Você faz Amor em 15 minutos?



Escreveria um livro sobre este carnaval.

Mas vou escrever só um post. A Árvore do Amor, de Zhang Yimou, filme que vi sozinho em Brasília, lugar para onde fugi, foi um presente mágico desses dias.

Fiquei com um pouco de pena do casal, que deveria ter aproximadamente 21 anos, cada, que saiu 15 minutos depois do filme começar. Fiquei com pena do mundo onde esse casal vive, mundo onde as relações são todas de consumo. Até as interpessoais. É difícil ver um filme como A Árvore do Amor quando as referências todas são balizadas pelo mundo do consumo. Há quatro meses sozinho, penso o quão difícil é estabelecer uma relação hoje em dia, em que não sejamos perpassados em algum nível pela tutela do consumismo. A roupa, o presente, a viagem, a pessoa, o status, o programa, consome-se tudo. E tem que ser rápido. O mundo do consumo não pode esperar. Aliás, não se pode esperar nem 15 minutos... onde já se viu? Em 15 minutos de filme um não consumiu o outro? Que saco... Deve ser chato mesmo.

Ela, Jing. Ele, Sun.

Meu lado fonético, linguístico e poético já fica com vontade de brincar e só consigo ouvir e ver "Jing" como um sino, um tilintar, um estalo, um flash que brilha... enquanto Sun, pra mim, vira o sol mesmo, iluminando a vida de Jing...

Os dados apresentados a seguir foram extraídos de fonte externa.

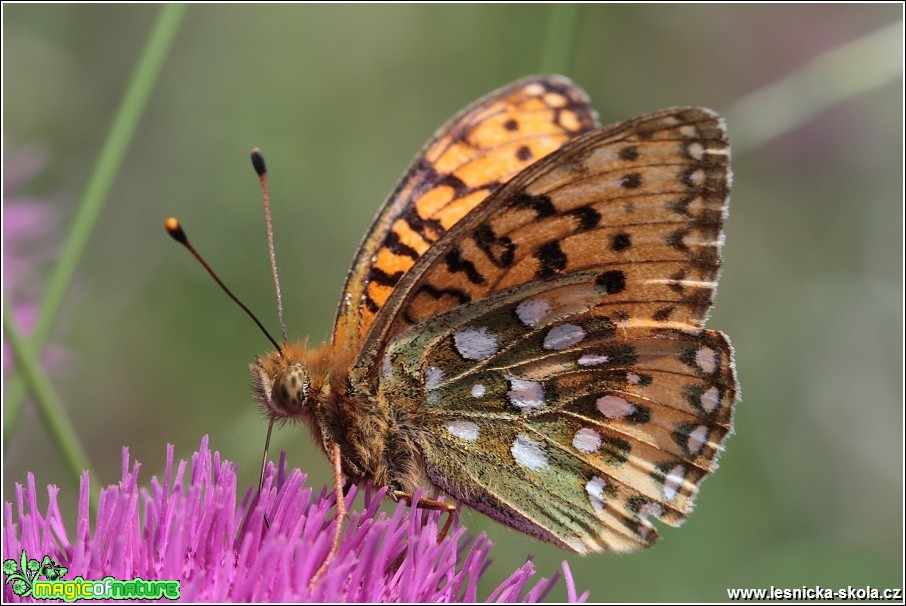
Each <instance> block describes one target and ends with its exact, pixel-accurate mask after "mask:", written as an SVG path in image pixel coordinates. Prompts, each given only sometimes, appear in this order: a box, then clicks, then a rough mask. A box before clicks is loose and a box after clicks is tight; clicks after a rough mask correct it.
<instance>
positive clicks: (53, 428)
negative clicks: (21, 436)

No filme, várias cenas maravilhosas. E olha que nem gosto de usar esse adjetivo.
E se você não viu o filme (e quiser ver) pare de ler agora.

A cena das mãos que se dão são poema à parte. A solução do graveto é incrivelmente bela. A lavagem dos pés, indescritível. A vontade do beijo, fascinante. Mas o que mais me tocou, sem dúvida alguma, foi seu abraço distante. Sun e Jing se abraçam em margens opostas em um rio. Há um rio entre eles, que corre, que lava, que leva. Da margem, do limite físico que os impele à distância um abraço comovido os une, pra sempre. Ninguém aparta esse abraço. Nem o rio, nem o tempo, nem a mãe, nem a dor, nem a doença, nem a morte. Foi Thomas Mann que disse que é o amor, não a razão, que é mais forte do que a morte. E esse abraço prova isso. Me senti abraçando minha filha, que vive a um rio de 2.300 km de extensão de distância. Me senti abraçando um amor que se foi, e que se foi nadando pro outro lado do rio, me senti abraçando as justiças do mundo, que sem elas não há, não pode, não dá. Abracei a mãe que quer o filho saudável, o pai que quer um emprego, a vó que só faz se maravilhar com a neta, a mãe que defende a filha sem saber a filha que tem, o menino que está com medo, a menina que não assume os erros, o amante que não sabe o que faz, o padre que acredita, o músico que ama seu trabalho, o casal que não sabe o que perdeu por ter saído tão cedo do filme e que não sabe que quando um tiver consumido o outro, tudo vai se acabar... Terminei por abraçar um espelho que, na outra margem, fincado na areia, reflete uma pessoa simples, só, cheia de defeitos, mas que sabe esperar mais que 15 minutos para amar pra sempre.

E vale ver o filme de novo, pra ver novamente o espelho e ficar atento à última fala...

Comentários

Pequena disse…
Lindo, Bê. Valeu como terá valido quando eu vir o filme.